La storia, ambientata nel Lido di Venezia degli anni trenta e quaranta, è governata dall'immobilità di una famiglia certamente agiata, che sembra aver bloccato il tempo; che sembra sospesa in un'atmosfera premoderna, convenzionale e ipocritamente tollerante. Ma c'è qualcosa che l'immobilità della villa non riesce a bloccare. Il sogno della bambina, la minore di casa e in fondo la protagonista, attraverso il quale la vita domestica acquista la sua "effettiva" irrealtà, fatta di fantasmi che ognuno dei membri familiari insegue, fatta di avvenimenti soltanto allusi, sogno che viene tuttavia turbato da un presagio, qualcosa di oscuro che agita e preme di là dello sguardo. Ma il presagio, bruscamente, si materializza: acquista un volto, una fisicità. Si tratta di Ofelia, un'"incomprensibile presenza", una "parente ignota" uscita da una lunga degenza ospedaliera. La bambina, come sempre di fronte a immagini archetipiche, è invasa da "un orrore e un'attrazione sconosciuti".
È forse la fascinazione per l'anima, qui rappresentata dalla ragazza, che la bambina non sa spiegarsi: accade spesso anche nei sogni.

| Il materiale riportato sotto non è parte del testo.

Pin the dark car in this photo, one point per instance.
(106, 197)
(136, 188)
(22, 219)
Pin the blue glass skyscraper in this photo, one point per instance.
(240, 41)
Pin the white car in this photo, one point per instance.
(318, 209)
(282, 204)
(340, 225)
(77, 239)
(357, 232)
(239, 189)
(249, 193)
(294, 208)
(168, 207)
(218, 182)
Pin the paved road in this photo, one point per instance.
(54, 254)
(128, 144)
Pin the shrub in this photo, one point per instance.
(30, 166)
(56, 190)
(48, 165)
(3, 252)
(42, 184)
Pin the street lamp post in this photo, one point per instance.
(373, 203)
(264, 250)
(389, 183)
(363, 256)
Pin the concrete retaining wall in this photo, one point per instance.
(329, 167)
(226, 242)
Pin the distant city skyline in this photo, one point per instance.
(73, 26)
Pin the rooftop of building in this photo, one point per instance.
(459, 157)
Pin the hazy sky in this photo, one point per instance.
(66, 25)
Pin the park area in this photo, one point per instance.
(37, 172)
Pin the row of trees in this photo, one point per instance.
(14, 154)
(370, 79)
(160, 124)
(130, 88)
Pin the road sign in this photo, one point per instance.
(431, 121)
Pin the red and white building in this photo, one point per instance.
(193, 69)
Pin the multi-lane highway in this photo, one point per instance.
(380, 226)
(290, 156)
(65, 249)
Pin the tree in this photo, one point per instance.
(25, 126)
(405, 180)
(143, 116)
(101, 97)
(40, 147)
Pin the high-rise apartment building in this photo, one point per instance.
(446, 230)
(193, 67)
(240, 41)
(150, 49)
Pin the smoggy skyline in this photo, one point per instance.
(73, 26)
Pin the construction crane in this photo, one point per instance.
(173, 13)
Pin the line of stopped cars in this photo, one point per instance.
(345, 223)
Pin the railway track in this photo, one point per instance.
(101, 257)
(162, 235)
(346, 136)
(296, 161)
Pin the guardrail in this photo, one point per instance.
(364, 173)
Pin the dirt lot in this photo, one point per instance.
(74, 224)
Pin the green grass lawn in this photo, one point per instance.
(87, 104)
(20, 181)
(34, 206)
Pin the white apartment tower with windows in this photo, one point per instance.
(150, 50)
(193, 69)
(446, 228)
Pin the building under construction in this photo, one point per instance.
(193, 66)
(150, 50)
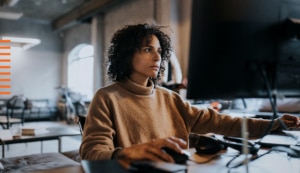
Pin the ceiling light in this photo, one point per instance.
(24, 43)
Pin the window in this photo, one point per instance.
(80, 70)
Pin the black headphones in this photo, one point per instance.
(209, 144)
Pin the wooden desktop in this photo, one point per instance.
(270, 163)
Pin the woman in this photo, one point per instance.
(134, 118)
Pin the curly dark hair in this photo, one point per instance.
(126, 41)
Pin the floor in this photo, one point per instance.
(68, 143)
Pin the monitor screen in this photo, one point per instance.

Questa apparizione, con la sua carica numinosa e dunque perentoria, produce l'effetto di interrompere il sogno; le cose, uscendo dalla sospensione precedente, cominciano a muoversi e diventano tempo, storia pubblica, vita diurna; il contatto con l'anima dischiude la vita, e l'infanzia si dissolve. Tant'è che la stessa unità domestica si infrange: la villa viene ceduta ad altri proprietari, i membri della famiglia si separano, come sospinti da qualcosa di inevitabile.
Il racconto di Carla Vasio, dunque, si presenta più come un romanzo iniziatico che come una storia familiare. Anche l'atmosfera un po' fiabesca nella quale è avvolto il Lido di Venezia è più verosimile come ricordo d'infanzia che come descrizione storica: oggi del resto, a Venezia, le domestiche non provengono più dal Cadore, come nel caso di Clelia, ma dalla Croazia, dalla Slovenia, dalla Polonia.